Matt. 16:18-19 "You are Peter, and on this rock I will build my church, and the gates of Hades will not prevail against it. I will give you the keys of the kingdom of heaven, and whatever you bind on earth will be bound in heaven, and whatever you loose on earth will be loosed in heaven."

This part of Matthew's Gospel has carried a lot over the years. It is the only place in the gospels that the word "church" is used. It is the justification for Peter being considered the first Pope in Roman Catholic tradition and, since Jesus says that Peter will receive the keys to the kingdom of heaven, it ensures that Peter plays a prominent role in anything mentioning entry to heaven--art, pearly gates jokes, you name it.

This passage also re-names Peter. His name has been Simon before this, which is a Hebrew name meaning "to hear or be heard." But Jesus names him Peter (Cephas in the Greek), which means "rock." The whole passage is really a rather massive promotion. A rash fisherman becomes the rock on which the church is founded, is given the keys to the kingdom of heaven, and receives some significant spiritual power. Why? Because when Jesus' asks the disciples who they think he is, Peter responds that Jesus is the Messiah.

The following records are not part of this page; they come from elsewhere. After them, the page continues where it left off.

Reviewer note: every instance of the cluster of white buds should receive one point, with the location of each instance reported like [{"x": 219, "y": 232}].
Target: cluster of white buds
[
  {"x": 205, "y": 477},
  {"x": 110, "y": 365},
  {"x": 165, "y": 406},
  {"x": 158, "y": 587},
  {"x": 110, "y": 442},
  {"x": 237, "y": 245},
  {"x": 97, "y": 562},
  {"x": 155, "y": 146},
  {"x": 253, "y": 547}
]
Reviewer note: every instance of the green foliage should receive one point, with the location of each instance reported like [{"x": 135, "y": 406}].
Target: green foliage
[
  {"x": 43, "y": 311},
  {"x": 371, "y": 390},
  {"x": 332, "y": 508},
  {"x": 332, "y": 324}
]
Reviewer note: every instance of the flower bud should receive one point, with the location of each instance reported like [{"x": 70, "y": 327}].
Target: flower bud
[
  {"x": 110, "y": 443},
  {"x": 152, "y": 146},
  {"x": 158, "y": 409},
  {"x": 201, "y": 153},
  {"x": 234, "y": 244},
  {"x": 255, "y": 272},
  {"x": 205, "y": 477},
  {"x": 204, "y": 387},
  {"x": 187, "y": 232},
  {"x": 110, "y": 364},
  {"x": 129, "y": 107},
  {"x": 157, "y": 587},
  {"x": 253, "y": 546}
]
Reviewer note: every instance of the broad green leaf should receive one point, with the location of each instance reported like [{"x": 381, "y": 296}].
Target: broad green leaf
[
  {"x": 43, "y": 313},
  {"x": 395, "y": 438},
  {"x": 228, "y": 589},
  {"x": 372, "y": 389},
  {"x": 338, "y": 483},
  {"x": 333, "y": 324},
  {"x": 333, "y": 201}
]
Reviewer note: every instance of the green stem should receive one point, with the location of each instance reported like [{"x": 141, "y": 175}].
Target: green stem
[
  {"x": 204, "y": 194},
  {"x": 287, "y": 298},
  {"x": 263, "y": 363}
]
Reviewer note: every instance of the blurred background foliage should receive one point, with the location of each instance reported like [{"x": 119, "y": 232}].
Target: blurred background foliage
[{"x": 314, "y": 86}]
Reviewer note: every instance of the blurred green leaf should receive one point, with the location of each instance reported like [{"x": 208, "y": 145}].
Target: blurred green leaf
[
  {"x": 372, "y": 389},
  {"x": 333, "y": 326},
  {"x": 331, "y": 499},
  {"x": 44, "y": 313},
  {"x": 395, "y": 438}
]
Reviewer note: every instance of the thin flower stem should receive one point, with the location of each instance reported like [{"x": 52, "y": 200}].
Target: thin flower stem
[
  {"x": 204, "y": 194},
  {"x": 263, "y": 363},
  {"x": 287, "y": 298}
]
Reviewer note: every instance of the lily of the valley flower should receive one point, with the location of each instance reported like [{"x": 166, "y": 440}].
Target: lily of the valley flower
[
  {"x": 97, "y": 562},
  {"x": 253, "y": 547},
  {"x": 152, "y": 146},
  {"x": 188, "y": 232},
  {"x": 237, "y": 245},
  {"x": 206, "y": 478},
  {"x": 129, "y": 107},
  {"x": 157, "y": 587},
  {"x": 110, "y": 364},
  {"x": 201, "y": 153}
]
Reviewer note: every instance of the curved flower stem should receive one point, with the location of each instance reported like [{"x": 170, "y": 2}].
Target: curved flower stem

This story is just over midway through Matthew's Gospel. Peter is a lot of things at this point, but he is, frankly, nothing like a rock that anybody would build anything on. In fact, just five verses later, Jesus rebukes Peter with the words, "Get behind me, Satan! You are a stumbling block to me; for you are setting your mind not on divine things but on human things." Apparently Peter is still stone-like, but his purpose has fallen from church foundation to stumbling block in a mere five verses. And of course it won't be long before Peter is famously denying that he even knows the guy who just promised him the keys to heaven.

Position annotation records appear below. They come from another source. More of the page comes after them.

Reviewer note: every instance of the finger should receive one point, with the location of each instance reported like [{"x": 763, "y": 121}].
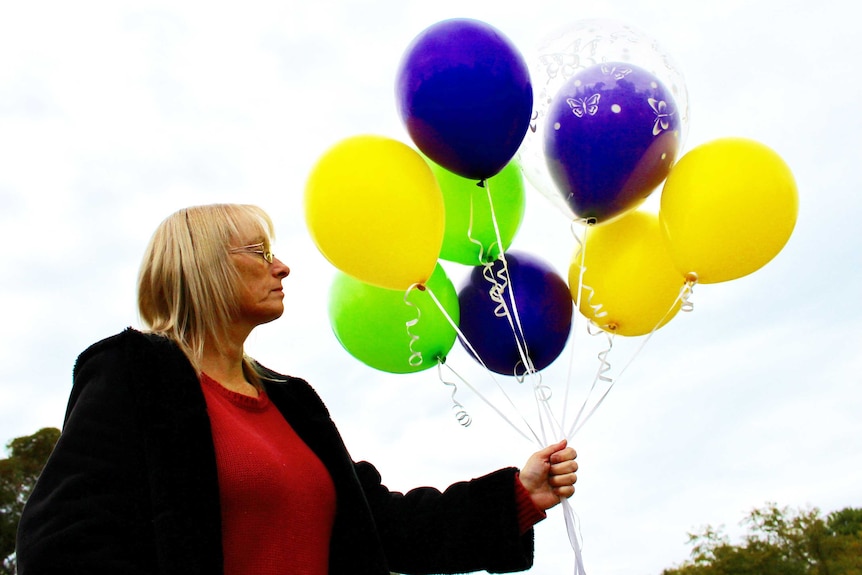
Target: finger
[
  {"x": 564, "y": 455},
  {"x": 564, "y": 492},
  {"x": 558, "y": 481},
  {"x": 568, "y": 466},
  {"x": 548, "y": 452}
]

This passage has been ringing in my ears lately because of all the "he doesn't deserve it" flap around President Obama receiving the Nobel Peace Prize. I will grant the nay-sayers that no, he has not earned such a prestigious prize. But neither did Peter deserve his "rock" title, let alone the keys to the kingdom. I don't so much want to defend the decision of the Nobel committee as much as simply raise the question about why we Christians are so adamant that everyone earn everything.

There are certainly examples where Jesus responds to actual merit with reward. The whole final judgment scene in Matthew 25 is about rewarding those who have done actual good works. But there are also plenty of places where Jesus disregards merit completely--in fact, the entire theology of salvation in the Protestant tradition is grounded in the notion that we are receiving eternal life as an unmerited gift. We call that "grace." We sometimes work hard to try to make "having faith" into some kind of work that earns us that gift, but Protestants have gone to the mat for over a millennium now for the belief that we did not and cannot earn our salvation.

God changed Abram's name to Abraham, which means the "father of a multitude," before he had even a single child. Simon became "the rock" and was promised the keys to the kingdom right before his most famous and utter failure. And Romans 5:8 spells out the most outrageous gift of all: "God proves his love for us in that while we still were sinners Christ died for us."

My entire book, God With Skin On, is based on the premise that we only come to understand the love of God by experiencing it first in the flesh. For that reason, in this world where we even make people prove they are worthy of charity, I am glad that the prestigious Nobel committee unanimously decided to bestow a new name on a promise and a hope, rather than a proven entity. It reminds me that I do not have to earn God's love, but rather live out my gratitude for it.